Bis auf Schade, das von Phillip Palm mitproduziert wurde, entstand auch Sound Of Sam Ragga gänzlich unter der Regie der SAM RAGGA BAND. Aufgenommen wurde das Album zunächst im Loktown-Studio, im MOB-Studio wurden mit den Engineers Swen Meyer (Tomte/Kettcar) und Blank Fontana (KMFDM, Die Ärzte) Overdubs und der Mix vorgenommen. Und wie bei Loktown Hi-Life wurde weitgehend auf Samples verzichtet und das Gros der Aufnahmen analog mit der kompletten Band eingespielt. Die Streicher auf Dry Your Eyes kommen zum Teil aus dem Sampler, wurden aber durch echte Streicher ergänzt.
Inhaltlich überzeugt das Album durch eine entspannte Mischung aus persönlichen Themen und kritischer Gesellschafts-Betrachtung. Das hängt natürlich auch damit zusammen, dass die Vokalisten ihre Texte selbst schreiben und dabei aus eigener Erfahrung schöpfen. Show Dem Who You Are und I Have A Dream beschreiben zum Beispiel den immer noch grassierenden Rassismus. "Seanie ist auf den West Indies geboren und in England aufgewachsen. Er hat den alltäglichen Rassismus am eigenen Leib gespürt." Unhappy People greift ein ebenfalls aktuelles und heißes Thema auf: "Die Völker werden massiv angelogen, damit machtgeile Regierungen ihre Ziele durchsetzen können," so Esther, die als gebürtige Amerikanerin damit auch ein klaren Seitenhieb auf die Bush-Administration verteilt. "Alle Völker der Erde müssen gemeinsam auf dem Planeten leben und zusammen die Probleme lösen."
Lalala-Oh dagegen schafft eine Verbindung aus persönlicher und politischer Situation: "Der Text sagt, dass man sich die meisten Stolpersteine selbst in den Weg legt. Der Tyrann im eigenen Ich schiebt die Schuld auf andere, obwohl man bei sich selbst anfangen müsste. Privat und in der gesellschaftlichen Situation."
Einen französischen Text schrieb Jessica, die ein eine französische Mutter hat: Le Temps Vole ist ein mehrdeutiger Titel, der sowohl "Die Zeit rast" als auch "Die Zeit stiehlt" bedeuten kann. "Nichts in diesem Leben ist garantiert," so Jessica. "Man darf sich an nichts festklammern. Immer wartet irgendwo ein Abschied."

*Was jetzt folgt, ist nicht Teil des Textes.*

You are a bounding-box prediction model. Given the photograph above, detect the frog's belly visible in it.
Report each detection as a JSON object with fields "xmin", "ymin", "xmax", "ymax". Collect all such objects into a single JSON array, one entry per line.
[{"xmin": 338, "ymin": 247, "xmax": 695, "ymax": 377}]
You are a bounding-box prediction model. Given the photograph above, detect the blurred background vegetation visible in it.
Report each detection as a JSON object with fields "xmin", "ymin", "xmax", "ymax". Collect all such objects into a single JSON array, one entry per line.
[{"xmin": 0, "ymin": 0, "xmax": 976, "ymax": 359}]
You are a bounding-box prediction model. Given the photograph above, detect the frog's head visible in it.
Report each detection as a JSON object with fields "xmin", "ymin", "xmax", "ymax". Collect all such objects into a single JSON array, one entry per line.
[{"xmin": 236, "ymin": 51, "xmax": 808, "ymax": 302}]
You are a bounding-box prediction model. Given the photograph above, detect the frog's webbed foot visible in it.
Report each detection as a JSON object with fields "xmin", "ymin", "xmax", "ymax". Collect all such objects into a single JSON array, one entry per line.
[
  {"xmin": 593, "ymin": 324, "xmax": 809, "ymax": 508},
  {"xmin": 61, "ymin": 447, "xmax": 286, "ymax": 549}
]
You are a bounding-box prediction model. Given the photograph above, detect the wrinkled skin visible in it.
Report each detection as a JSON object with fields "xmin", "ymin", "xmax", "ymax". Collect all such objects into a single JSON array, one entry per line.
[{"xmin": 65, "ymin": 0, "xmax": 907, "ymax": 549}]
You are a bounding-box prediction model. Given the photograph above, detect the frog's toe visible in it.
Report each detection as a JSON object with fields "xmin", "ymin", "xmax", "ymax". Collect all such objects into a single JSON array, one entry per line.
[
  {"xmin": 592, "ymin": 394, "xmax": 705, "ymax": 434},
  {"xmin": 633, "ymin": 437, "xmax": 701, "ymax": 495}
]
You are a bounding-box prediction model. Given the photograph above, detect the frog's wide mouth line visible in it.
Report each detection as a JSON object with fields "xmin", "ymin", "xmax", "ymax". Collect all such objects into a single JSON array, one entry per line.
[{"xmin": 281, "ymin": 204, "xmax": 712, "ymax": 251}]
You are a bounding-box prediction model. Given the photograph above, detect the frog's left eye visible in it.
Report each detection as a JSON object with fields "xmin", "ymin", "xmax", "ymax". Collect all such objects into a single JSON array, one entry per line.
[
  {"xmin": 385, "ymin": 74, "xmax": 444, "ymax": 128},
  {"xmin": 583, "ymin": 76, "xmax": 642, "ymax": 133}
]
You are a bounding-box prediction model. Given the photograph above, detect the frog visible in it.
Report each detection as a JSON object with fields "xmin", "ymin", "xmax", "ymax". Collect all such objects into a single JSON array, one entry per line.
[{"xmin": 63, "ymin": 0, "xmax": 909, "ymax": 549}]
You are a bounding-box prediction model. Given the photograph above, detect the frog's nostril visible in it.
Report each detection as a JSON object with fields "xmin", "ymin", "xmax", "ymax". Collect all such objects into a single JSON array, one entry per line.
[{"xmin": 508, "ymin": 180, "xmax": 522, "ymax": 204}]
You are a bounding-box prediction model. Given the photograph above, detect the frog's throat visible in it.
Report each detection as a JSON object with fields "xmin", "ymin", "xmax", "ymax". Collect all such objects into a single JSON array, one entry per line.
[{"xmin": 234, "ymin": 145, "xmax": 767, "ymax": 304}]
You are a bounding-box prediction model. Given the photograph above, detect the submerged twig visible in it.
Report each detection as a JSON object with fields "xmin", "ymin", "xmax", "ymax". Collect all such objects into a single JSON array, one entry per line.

Le Temps Vole ist zugleich ein Hint auf die internationalen Ambitionen der SAM RAGGA BAND. "Wir wollen auch außerhalb Deutschlands mehr machen," erklärt Marc. "Wir planen ein paar Shows in Frankreich, wo Patrice ja auch sehr erfolgreich ist, und wollen nach England. Mittlerweile betrachten wir uns ohnehin als Europäer."
Die Chancen dafür stehen sehr gut, zumal die SAM RAGGA BAND sich mit dem neuen Management bei Freddie De Wall und Karin Heinrich erfahrene Profis geangelt hat, die schon seit 20 Jahren unterwegs sind und das Business durch und durch kennen.
Das Jahr 2003 erlebte die SAM RAGGA BAND weitgehend auf Tour. Ca. 60 Gigs in Deutschland, Österreich und der Schweiz standen an, nachdem das Album Loktown Hi-Life erschienen war. Zwischendurch wurden immer wieder neue Ideen festgehalten, bis die ersten Basic-Tracks in einem einsamen Haus in Eutin bei Hamburg zusammengeschmiedet wurden. "Wir konnten dort nur Musik machen, Essen, Billard spielen und spazieren gehen. Optimale Voraussetzungen." Im Loktown-Studio fanden weitere Aufnahmen statt und in den M.O.B.-Studios in Hamburg erhielt The Sound of Sam Ragga im Frühjahr 2004 dann den Feinschliff.